The smallest such number is 1055.
We want to find [tex]x[/tex] such that
[tex]\begin{cases}x\equiv5\pmod{35}\\x\equiv5\pmod{42}\\x\equiv5\pmod{63}\end{cases}[/tex]
The moduli are not coprime, so we expand the system as follows in preparation for using the Chinese remainder theorem.
[tex]x\equiv5\pmod{35}\implies\begin{cases}x\equiv5\equiv0\pmod5\\x\equiv5\pmod7\end{cases}[/tex]
[tex]x\equiv5\pmod{42}\implies\begin{cases}x\equiv5\equiv1\pmod2\\x\equiv5\equiv2\pmod3\\x\equiv5\pmod7\end{cases}[/tex]
[tex]x\equiv5\pmod{63}\implies\begin{cases}x\equiv5\equiv2\pmod 3\\x\equiv5\pmod7\end{cases}[/tex]

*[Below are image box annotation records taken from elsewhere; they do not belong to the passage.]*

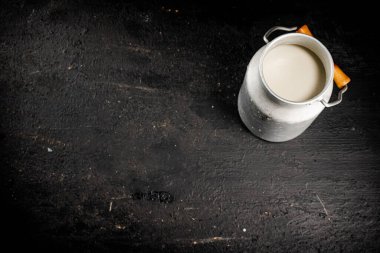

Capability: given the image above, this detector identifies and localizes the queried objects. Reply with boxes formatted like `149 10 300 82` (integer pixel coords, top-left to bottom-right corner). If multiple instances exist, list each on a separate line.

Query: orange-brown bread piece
296 25 351 89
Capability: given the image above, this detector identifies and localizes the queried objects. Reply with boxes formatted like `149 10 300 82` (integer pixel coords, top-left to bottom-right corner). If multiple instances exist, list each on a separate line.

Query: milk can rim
259 33 334 105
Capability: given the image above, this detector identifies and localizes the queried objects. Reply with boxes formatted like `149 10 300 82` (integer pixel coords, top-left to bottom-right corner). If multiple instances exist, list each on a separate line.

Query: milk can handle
321 85 348 107
263 26 297 43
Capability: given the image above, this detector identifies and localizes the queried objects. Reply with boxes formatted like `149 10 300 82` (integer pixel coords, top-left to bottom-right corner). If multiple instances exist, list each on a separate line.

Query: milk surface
263 44 326 102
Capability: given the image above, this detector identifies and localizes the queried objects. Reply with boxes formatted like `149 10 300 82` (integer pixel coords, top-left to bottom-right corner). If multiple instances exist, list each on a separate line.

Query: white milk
263 44 326 102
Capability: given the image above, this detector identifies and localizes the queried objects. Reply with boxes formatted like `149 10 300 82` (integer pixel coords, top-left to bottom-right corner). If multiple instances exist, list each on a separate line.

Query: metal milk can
238 26 347 142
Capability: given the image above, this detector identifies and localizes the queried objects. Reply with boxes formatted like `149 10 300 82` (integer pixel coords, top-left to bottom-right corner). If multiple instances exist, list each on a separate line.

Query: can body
238 34 333 142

Taking everything together, we end up with the system
[tex]\begin{cases}x\equiv1\pmod2\\x\equiv2\pmod3\\x\equiv0\pmod5\\x\equiv5\pmod7\end{cases}[/tex]

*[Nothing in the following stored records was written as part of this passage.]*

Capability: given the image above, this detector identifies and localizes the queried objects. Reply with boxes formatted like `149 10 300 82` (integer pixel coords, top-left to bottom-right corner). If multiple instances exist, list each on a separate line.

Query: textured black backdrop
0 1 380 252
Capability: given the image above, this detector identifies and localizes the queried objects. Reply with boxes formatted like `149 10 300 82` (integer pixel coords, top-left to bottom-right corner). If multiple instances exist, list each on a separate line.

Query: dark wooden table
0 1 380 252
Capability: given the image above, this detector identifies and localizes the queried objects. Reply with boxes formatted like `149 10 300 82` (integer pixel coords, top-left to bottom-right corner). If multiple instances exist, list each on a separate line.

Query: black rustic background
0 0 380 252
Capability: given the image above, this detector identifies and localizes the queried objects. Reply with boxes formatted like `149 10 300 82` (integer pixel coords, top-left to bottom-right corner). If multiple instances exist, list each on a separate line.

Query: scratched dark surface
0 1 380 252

Now the moduli are coprime and we can apply the CRT.
We start with
[tex]x=3\cdot5\cdot7+2\cdot5\cdot7+2\cdot3\cdot7+2\cdot3\cdot5[/tex]
Then taken modulo 2, 3, 5, and 7, all but the first, second, third, or last (respectively) terms will vanish.
Taken modulo 2, we end up with
[tex]x\equiv3\cdot5\cdot7\equiv105\equiv1\pmod2[/tex]
which means the first term is fine and doesn't require adjustment.
Taken modulo 3, we have
[tex]x\equiv2\cdot5\cdot7\equiv70\equiv1\pmod3[/tex]
We want a remainder of 2, so we just need to multiply the second term by 2.
Taken modulo 5, we have
[tex]x\equiv2\cdot3\cdot7\equiv42\equiv2\pmod5[/tex]
We want a remainder of 0, so we can just multiply this term by 0.
Taken modulo 7, we have
[tex]x\equiv2\cdot3\cdot5\equiv30\equiv2\pmod7[/tex]
We want a remainder of 5, so we multiply by the inverse of 2 modulo 7, then by 5. Since [tex]2\cdot4\equiv8\equiv1\pmod7[/tex], the inverse of 2 is 4.
So, we have to adjust [tex]x[/tex] to
[tex]x=3\cdot5\cdot7+2^2\cdot5\cdot7+0+2^3\cdot3\cdot5^2=845[/tex]
and from the CRT we find
[tex]x\equiv845\pmod2\cdot3\cdot5\cdot7\implies x\equiv5\pmod{210}[/tex]
so that the general solution [tex]x=210n+5[/tex] for all integers [tex]n[/tex].
We want a 4 digit solution, so we want
[tex]210n+5\ge1000\implies210n\ge995\implies n\ge\dfrac{995}{210}\approx4.7\implies n=5[/tex]
which gives [tex]x=210\cdot5+5=1055[/tex].